You have to be logged in to leave a comment.

date	image
2024-11-23	/img/blog/llama-red-team/llama-hacker.webp

How to Red Team an Ollama Model

Want to test the safety and security of a model hosted on Ollama? This guide shows you how to use Promptfoo to systematically probe for vulnerabilities through adversarial testing (red teaming).

We'll use Llama 3.2 3B as an example, but this guide works with any Ollama model.
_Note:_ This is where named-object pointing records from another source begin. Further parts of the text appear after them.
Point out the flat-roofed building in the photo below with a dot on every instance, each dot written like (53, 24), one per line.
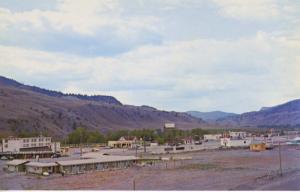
(15, 144)
(16, 165)
(212, 136)
(123, 142)
(169, 126)
(238, 134)
(102, 163)
(40, 168)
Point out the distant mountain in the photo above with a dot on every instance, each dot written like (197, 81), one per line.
(26, 108)
(214, 115)
(284, 115)
(99, 98)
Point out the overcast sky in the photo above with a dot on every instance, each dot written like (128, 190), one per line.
(230, 55)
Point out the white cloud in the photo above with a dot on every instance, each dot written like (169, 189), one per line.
(200, 74)
(80, 17)
(255, 9)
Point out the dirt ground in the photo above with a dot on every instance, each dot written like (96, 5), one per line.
(238, 169)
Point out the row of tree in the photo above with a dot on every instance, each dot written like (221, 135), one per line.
(82, 135)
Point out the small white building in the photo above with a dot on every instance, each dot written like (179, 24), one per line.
(14, 144)
(212, 137)
(16, 165)
(238, 134)
(40, 168)
(228, 142)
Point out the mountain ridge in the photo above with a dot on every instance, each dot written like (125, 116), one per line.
(23, 109)
(210, 116)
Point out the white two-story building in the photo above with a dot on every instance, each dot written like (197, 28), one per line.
(14, 144)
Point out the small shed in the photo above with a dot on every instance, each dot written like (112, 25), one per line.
(96, 164)
(16, 165)
(257, 146)
(40, 168)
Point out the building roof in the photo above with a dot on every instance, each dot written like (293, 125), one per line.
(17, 162)
(101, 159)
(40, 164)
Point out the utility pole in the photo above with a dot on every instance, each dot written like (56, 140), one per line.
(135, 148)
(280, 166)
(134, 184)
(80, 142)
(144, 145)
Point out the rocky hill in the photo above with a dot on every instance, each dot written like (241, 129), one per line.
(284, 115)
(31, 109)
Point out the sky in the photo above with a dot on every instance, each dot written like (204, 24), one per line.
(228, 55)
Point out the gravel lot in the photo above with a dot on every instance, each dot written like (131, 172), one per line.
(238, 169)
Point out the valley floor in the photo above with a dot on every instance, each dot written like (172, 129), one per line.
(238, 169)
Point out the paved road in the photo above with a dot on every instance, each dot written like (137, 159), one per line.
(290, 182)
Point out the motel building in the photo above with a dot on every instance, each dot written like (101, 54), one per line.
(98, 164)
(212, 137)
(76, 166)
(31, 147)
(14, 144)
(229, 142)
(16, 165)
(40, 168)
(123, 142)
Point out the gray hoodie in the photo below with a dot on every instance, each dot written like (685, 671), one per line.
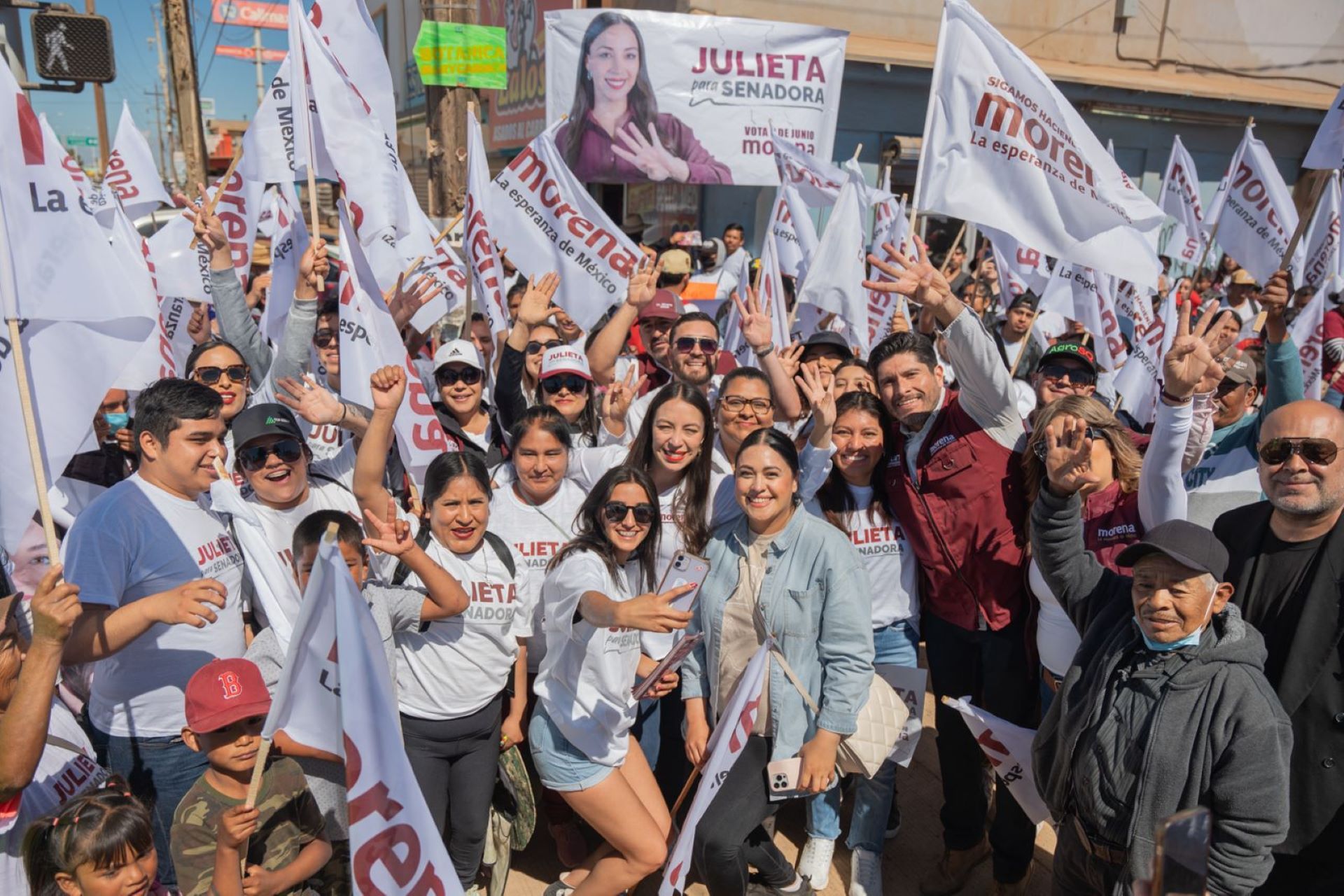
(1219, 736)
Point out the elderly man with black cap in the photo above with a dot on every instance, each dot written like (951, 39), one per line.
(1166, 706)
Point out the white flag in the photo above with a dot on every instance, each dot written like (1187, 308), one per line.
(1008, 750)
(132, 174)
(1139, 382)
(81, 323)
(1308, 332)
(1323, 265)
(835, 281)
(549, 220)
(1004, 148)
(1085, 296)
(479, 241)
(370, 340)
(1180, 200)
(1256, 210)
(1327, 149)
(336, 695)
(730, 736)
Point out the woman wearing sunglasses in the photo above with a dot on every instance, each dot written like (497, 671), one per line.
(580, 729)
(777, 571)
(467, 419)
(452, 675)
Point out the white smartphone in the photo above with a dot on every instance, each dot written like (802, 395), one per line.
(686, 568)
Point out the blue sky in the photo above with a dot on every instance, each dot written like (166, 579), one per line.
(230, 83)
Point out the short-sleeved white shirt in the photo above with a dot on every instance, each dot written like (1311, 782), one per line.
(137, 540)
Here's an example of what the red team report looks like:

Prerequisites

Before you begin, ensure you have:

Node.js: Install Node.js version 18 or later. Download Node.js
Ollama: Install Ollama from ollama.ai
Promptfoo: No prior installation needed; we'll use npx to run commands

First, make sure you've pulled the model you want to test on Ollama:

ollama pull llama3.2

Setting Up the Environment

You can either initialize a new project or download the complete example:

Option 1: Download the Example

npx promptfoo@latest init --example redteam-ollama
cd redteam-ollama

This will create a new directory with promptfooconfig.yaml and system_message.txt files.

Option 2: Create from Scratch

Create a new directory for your red teaming project and initialize it:

mkdir redteam-ollama
cd redteam-ollama
npx promptfoo@latest redteam init --no-gui --no-interactive

This creates a promptfooconfig.yaml file that we'll customize for Ollama.

Configuring the Ollama Provider

If you're creating from scratch, edit promptfooconfig.yaml to use Ollama as the target:

# yaml-language-server: $schema=https://promptfoo.dev/config-schema.json
prompts:
  - file://system_message.txt

targets:
  - id: ollama:chat:llama3.2
    label: llama3.2-redteam
    config:
      temperature: 0.7
      max_tokens: 150

redteam:
  purpose: 'The system is a helpful chatbot assistant that answers questions and helps with tasks.'
  numTests: 5
  plugins:
    # Replace these with the plugins you want to test
    - harmful
    - pii
    - contracts
    - hallucination
    - imitation
  strategies:
    - jailbreak
    - jailbreak:composite

To see the full configuration example on Github, click here.

Configuration Explained

targets: Specifies Llama 3.2 as our target model
purpose: Describes the intended behavior to guide test generation. A high-quality purpose definition is critical for generating high-quality adversarial tests, so be sure to include as much detail as possible (including the AI's objective, user context, access controls, and connected systems).
plugins: Various vulnerability types to test (see full list):
- harmful: Tests for harmful content generation
- pii: Tests for PII leakage
- contracts: Tests if model makes unauthorized commitments
- hallucination: Tests for false information
- imitation: Tests if model impersonates others
strategies: Techniques for delivering adversarial inputs (see full list):
- jailbreak: Tests if model can escape its constraints using an iterative approach with an attacker model.
- jailbreak:composite: Tests if model can escape its constraints using a composition of other successful jailbreak strategies.
numTests: Number of test cases per plugin

Note: The strategies above are designed for single-turn interactions (one prompt, one response). For multi-turn conversations or applications, see our multi-turn chatbot redteam example.

Running the Red Team Evaluation

Generate and run the adversarial test cases:

npx promptfoo@latest redteam run

This command:

Generates test cases based on your configuration
Runs them against the Llama model
Grades the responses for vulnerabilities

Analyzing the Results

Generate a report of the findings:

npx promptfoo@latest redteam report

The report shows:

Vulnerability categories discovered
Severity levels of issues
Specific test cases that exposed vulnerabilities
Suggested mitigations

Here's an example report card:

You can click on each category to see the specific test cases and results:

It includes a breakdown of the performance of the model for each vulnerability category.

Example Findings

Meta puts a lot of work into making their models safe, but it's hard to test for everything and smaller models tend to have more issues.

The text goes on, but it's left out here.